[Tex/LaTex] Can’t get unicode to work in \title (inputenc: Unicode char not set up for use with LaTeX)

titlingunicode

I want to use bottom bracket ⎵ in a title:

\documentclass[11pt,a4paper]{article}
\usepackage[utf8]{inputenc}
\usepackage{titling}

\usepackage[lf]{venturis}
\usepackage[T1]{fontenc}

\title{Foo⎵Bar}  % this has the offensive character
\author{Myself}
\date{}

\begin{document}
\maketitle
\end{document}

All I get is

! Package inputenc Error: Unicode char ⎵ (U+23B5)

(inputenc) not set up for use with LaTeX.

Best Answer

Short answer: You can use \DeclareUnicodeCharacter{23B5}{\textvisiblespace}. Or you can use (U+2423 OPEN BOX) , which is already defined as \textvisiblespace, instead of using (U+23B5 BOTTOM SQUARE BRACKET).


Long answer: When you type in your input file and save it with UTF-8 encoding (which is probably the default in your editor), this character U+23B5 BOTTOM SQUARE BRACKET gets stored as the sequence of bytes E2 8E B5. Then when TeX reads the file, because of the \usepackage[utf8]{inputenc} in the preamble, it knows that when it sees those bytes, it should understand it as the character U+23B5. This is great, but quite separately TeX needs to know what to do with that character.

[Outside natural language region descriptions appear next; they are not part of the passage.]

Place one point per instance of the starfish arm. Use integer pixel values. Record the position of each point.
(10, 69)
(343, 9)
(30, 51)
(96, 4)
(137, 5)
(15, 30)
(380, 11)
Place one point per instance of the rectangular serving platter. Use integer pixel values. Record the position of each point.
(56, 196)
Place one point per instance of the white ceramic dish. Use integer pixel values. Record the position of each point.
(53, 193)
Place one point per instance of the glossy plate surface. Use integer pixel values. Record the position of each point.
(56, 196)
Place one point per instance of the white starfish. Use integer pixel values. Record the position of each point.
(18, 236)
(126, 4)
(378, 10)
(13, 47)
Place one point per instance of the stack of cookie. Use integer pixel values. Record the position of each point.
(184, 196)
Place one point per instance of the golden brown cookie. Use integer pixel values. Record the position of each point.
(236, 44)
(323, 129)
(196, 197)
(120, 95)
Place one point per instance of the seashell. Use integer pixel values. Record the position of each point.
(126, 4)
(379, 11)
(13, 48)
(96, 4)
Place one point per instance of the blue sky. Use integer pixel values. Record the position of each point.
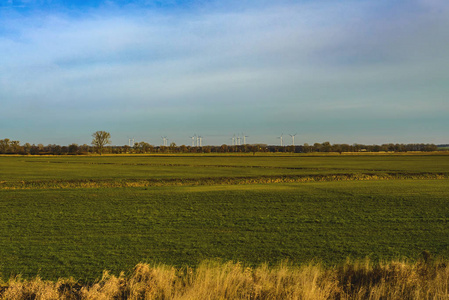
(340, 71)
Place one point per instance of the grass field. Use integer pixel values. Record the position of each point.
(55, 229)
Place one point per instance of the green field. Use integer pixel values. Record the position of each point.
(55, 229)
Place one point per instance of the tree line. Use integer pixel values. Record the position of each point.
(100, 145)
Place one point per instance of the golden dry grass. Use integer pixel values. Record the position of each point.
(213, 280)
(130, 183)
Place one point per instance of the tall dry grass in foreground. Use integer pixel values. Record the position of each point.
(213, 280)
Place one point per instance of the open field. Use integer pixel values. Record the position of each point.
(57, 230)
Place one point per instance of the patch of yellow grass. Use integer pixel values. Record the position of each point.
(215, 280)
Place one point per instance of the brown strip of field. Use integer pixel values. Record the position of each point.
(126, 183)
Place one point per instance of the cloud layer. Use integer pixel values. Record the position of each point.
(352, 71)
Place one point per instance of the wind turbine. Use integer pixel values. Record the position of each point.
(282, 143)
(164, 139)
(244, 138)
(293, 138)
(193, 140)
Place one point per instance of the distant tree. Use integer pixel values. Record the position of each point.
(100, 139)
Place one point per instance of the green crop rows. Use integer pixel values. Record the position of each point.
(57, 231)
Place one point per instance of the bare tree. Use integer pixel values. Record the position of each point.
(100, 139)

You can in fact give any instruction for any character. In your case it's as simple as simply picking up a symbol and typesetting it. You can look up The Comprehensive LaTeX Symbol List (probably available on your computer with texdoc symbols-a4) and see that the symbol is available (in fact under “Frequently Requested Symbols”) as \textvisiblespace. So you can use that:

\documentclass{article}
\usepackage[utf8]{inputenc}

\usepackage[lf]{venturis}
\usepackage[T1]{fontenc}
\DeclareUnicodeCharacter{23B5}{\textvisiblespace}

\title{Foo⎵Bar}  % this is fine now
\author{Myself}
\date{}

\begin{document}
\maketitle
\end{document}

produces

screenshot from pdflatex

(Instead of \DeclareUnicodeCharacter{23B5}{\textvisiblespace} you can also use \newunicodechar{⎵}{{\textvisiblespace}} from the newunicodechar package.)

In fact, some common definitions come with a typical TeX distribution: specifically, on my computer /usr/local/texlive/2017/texmf-dist/tex/latex/base/utf8.def contains definitions for ©, ®, º, ˆ, ˜, ZWNJ, …, ™, ␣:

\DeclareUnicodeCharacter{00A9}{\textcopyright}
\DeclareUnicodeCharacter{00AA}{\textordfeminine}
\DeclareUnicodeCharacter{00AE}{\textregistered}
\DeclareUnicodeCharacter{00BA}{\textordmasculine}
\DeclareUnicodeCharacter{02C6}{\textasciicircum}
\DeclareUnicodeCharacter{02DC}{\textasciitilde}
\DeclareUnicodeCharacter{200C}{\textcompwordmark}
\DeclareUnicodeCharacter{2026}{\textellipsis}
\DeclareUnicodeCharacter{2122}{\texttrademark}
\DeclareUnicodeCharacter{2423}{\textvisiblespace}

but defining as \textvisiblespace is not one of them.


Alternative: If you use a Unicode-aware TeX engine like XeTeX or LuaTeX (compile your file with xelatex or lualatex rather than pdflatex), then you can simply use the ⎵ character from a system font that contains it. For example:

\documentclass{article}
\usepackage{fontspec}
\setmainfont{FreeSerif} % Sets this font for the entire document
\begin{document}
Foo⎵Bar
\end{document}

or

\documentclass{article}
\usepackage{fontspec}
\newfontfamily{\symbolfont}{Noto Sans Symbols}
\usepackage{newunicodechar}
\newunicodechar{⎵}{{\symbolfont⎵}} % Use this font for this specific character
\begin{document}
Foo⎵Bar
\end{document}

Watch out that TeX has a rather serious (IMO) usability/design flaw here: if the character is missing in the font, then it doesn't cause an error but simply shows a missing character warning in the .log file. You can use \tracinglostchars=2 to have the message shown in the terminal, but you still need to watch out for it.